# Best way to teach



## D2n6y (Aug 26, 2019)

Hi everyone I'm hoping for some advice, I'm new to owning a cocktail and I would like some good advice on how to approach my cocktail and get him use to me when I'm trying to give him treats through the cage, eventually I want him out and happy to be on my hand/shoulder. 

When I go near his cage he will move to the other side. 

Thanks in advance


----------



## LeahB (May 25, 2016)

Hi. Start by talking and whistling to him a lot. See what he responds to and try to get a dialog going. Also, put a "treat cup" in his cage. The idea is that he learns that you coming close means he gets something tasty. At first, move away after you put the treat in. Eventually, he will come and eat the treat with you nearby. When you think he is ready, you can hold something like a piece of millet just above the treat cup. 
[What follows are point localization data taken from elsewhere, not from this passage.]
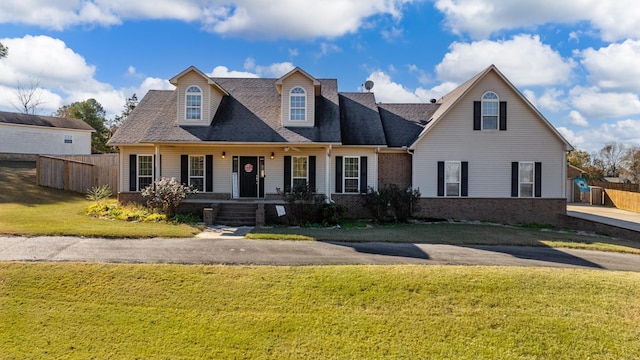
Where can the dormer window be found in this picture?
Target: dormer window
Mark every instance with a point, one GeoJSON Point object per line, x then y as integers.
{"type": "Point", "coordinates": [298, 104]}
{"type": "Point", "coordinates": [193, 103]}
{"type": "Point", "coordinates": [490, 112]}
The idea is to move at his pace. You want him to be truly comfortable around you, not just tolerate your presence. It's best to do several short training sessions a day and try to end while he's still comfortable.

While this is going on, you still need to clean his cage etc. Do that matter of factly. Try to keep you movements slow. He will be alarmed, but try to keep it at a minimum. Leave him a small treat when you are done. ;-)


----------



## silpugs (Oct 27, 2016)

*socialize him*

I would have started immediately with putting your hand in the cage and getting him/her to go on your finger ( say UP). Then once he is adjusted to that, you can give him a seed to take from your hand. They have to be comfortable with you. They are very social birds so this should not be hard. Keep us posted.


----------